How are you doing? Did you get a chance to put any of the recommendations into practice from the last post here?
No matter your progress, I want you to know that I’m proud of you.
Here are a few more ideas for you to consider before making any major changes to your life the first year after you’ve been widowed.
BEWARE OF RELATIONSHIPS CHANGING.
I can’t tell you how this will look for you in your life. Some relationships will become tighter, stronger. Others will crumble and fall apart. You won’t do yourself any favors trying to figure out which are which, but give some stock to the expectation that this can happen.
This is a part of growing. Try hard not to hold on to all the ways things were. Part of growing through your grief is accepting that you will be changed – which means that your relationships will need to morph to keep up with the ever developing you. It’s not bad, but it may hurt at times; but again – grief is not comfortable.
GET BACK TO IT.
Whether it’s work or volunteering for you or playdates and piano lessons for your kiddos, try to get back to it.

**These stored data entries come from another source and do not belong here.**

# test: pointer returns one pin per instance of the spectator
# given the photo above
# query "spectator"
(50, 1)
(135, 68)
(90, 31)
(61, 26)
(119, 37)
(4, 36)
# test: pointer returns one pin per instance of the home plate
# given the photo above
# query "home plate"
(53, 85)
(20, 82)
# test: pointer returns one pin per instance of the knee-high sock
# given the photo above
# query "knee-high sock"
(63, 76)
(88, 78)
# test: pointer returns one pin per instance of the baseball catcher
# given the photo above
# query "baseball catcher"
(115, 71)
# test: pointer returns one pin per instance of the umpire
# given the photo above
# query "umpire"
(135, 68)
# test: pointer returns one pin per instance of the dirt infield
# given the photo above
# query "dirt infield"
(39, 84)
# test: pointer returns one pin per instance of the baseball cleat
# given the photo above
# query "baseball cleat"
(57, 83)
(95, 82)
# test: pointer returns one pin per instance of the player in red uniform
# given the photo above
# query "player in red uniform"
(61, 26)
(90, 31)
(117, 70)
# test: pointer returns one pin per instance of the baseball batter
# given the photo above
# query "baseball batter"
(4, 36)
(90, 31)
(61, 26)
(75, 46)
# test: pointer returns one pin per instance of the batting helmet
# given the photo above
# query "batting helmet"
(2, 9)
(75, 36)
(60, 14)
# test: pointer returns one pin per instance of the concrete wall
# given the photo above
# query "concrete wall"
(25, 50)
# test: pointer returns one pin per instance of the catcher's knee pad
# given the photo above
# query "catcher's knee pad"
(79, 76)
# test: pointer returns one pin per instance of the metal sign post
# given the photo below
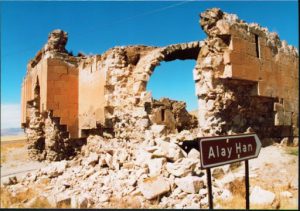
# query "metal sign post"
(221, 150)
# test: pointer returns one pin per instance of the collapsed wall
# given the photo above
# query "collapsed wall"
(246, 80)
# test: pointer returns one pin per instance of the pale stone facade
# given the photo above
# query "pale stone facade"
(246, 79)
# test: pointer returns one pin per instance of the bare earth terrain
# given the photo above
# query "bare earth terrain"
(275, 171)
(14, 157)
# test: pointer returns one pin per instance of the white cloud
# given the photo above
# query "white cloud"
(10, 116)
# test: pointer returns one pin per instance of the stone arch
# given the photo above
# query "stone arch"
(147, 64)
(37, 94)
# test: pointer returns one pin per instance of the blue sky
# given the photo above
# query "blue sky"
(94, 27)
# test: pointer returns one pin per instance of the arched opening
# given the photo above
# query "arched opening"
(173, 90)
(37, 97)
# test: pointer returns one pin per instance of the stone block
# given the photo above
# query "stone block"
(154, 186)
(278, 107)
(59, 69)
(279, 118)
(237, 44)
(287, 118)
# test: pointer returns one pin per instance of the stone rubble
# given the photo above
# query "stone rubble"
(112, 168)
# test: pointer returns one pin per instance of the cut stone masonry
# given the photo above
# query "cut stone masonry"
(246, 80)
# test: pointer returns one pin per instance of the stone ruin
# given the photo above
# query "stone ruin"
(246, 80)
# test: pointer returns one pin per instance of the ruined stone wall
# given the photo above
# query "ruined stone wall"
(91, 94)
(62, 95)
(237, 57)
(246, 80)
(36, 75)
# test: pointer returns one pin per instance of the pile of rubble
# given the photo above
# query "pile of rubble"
(156, 170)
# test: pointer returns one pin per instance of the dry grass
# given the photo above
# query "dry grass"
(27, 199)
(132, 203)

If it was bringing you joy before your world dramatically changed, it may spark a bit of joy and gratitude now. Once you’re back at it for at least two months, then re-evaluate it. Because if it’s stressing you out and causing you to have a bit of meltdown, it ain’t worth it. In this, please avoid adding something new to the calendar for the year.
I don’t mean that you should avoid trying anything new in this first year, but I do want to encourage you to say “yes” to only those types of things that you can pop in and out of with little commitment. Signing up to be your child’s “room mom” or chairing a committee may not be best.

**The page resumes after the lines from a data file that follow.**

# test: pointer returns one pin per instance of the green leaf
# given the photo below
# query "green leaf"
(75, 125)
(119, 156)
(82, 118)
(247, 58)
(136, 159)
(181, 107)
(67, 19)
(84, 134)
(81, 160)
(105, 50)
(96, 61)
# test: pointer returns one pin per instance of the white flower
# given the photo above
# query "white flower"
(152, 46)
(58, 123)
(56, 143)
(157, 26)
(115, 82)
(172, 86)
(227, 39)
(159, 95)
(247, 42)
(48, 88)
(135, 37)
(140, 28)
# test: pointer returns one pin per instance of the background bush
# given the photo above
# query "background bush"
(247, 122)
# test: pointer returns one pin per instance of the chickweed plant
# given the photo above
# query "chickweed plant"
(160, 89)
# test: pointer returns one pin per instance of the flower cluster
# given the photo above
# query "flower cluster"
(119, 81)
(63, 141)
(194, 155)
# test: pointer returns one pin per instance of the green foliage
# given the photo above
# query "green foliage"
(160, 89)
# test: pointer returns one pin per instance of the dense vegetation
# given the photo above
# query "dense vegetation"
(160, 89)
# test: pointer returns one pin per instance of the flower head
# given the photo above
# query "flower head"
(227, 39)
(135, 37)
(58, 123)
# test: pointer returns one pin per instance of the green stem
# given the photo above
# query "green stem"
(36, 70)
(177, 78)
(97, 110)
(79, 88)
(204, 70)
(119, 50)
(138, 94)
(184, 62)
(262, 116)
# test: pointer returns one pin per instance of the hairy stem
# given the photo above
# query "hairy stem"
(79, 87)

It’s difficult to know how you may feel about the things you say yes to today, a year from now. There’s a fog over your decision making – that’s a part of grief! – and it’s difficult to predict how you may feel later today let alone how you may feel a year from now. Be gentle with yourself.
Stick with what is working and avoid adding new responsibilities.
LOVE YOURSELF WELL.
You may not be at all like me. Within a few months, I was desperate to close the cavernous gap of my loneliness. And the way that I thought of doing that was to be in a relationship. You can imagine that this was not healthy or good.
I could barely see through the curtain of my pain which tainted my view of the types of men I was interested in spending time with. I lowered my expectations and settled myself into the company of very wrong-for-me men. There was not a revolving door through our home where these people were meeting my son, but they were taking up precious space in my soul; a huge distraction from really doing the grief work before me.
It took me years and a failed second marriage to realize that I did not know who I was, having been changed by grief. This meant I did not know my preferences either.
Have you ever seen the movie “Runaway Bride”? It stars Julia Roberts and Richard Greco. He is a reporter attempting to expose her reasoning for running from her weddings (and potential husbands). When he’s the latest victim, she takes time. It doesn’t really share how much time passes, but enough time for her to develop a hidden gift. She even learns which types of eggs she likes best. When I saw that part of the movie, I was convicted.
I did this and a few other things and was really honest about my preferences. It was eye opening. I had changed and needed to live like it.
Give yourself permission to go at the pace that is best for you and your children. You’re probably aware that you won’t grieve the same way they do. Prioritize yourself each day and expect to grow.
Healing is the reward for doing the work stirred by grief and pain. Take the time you need dear one, you are loved and supported and I believe you can do it.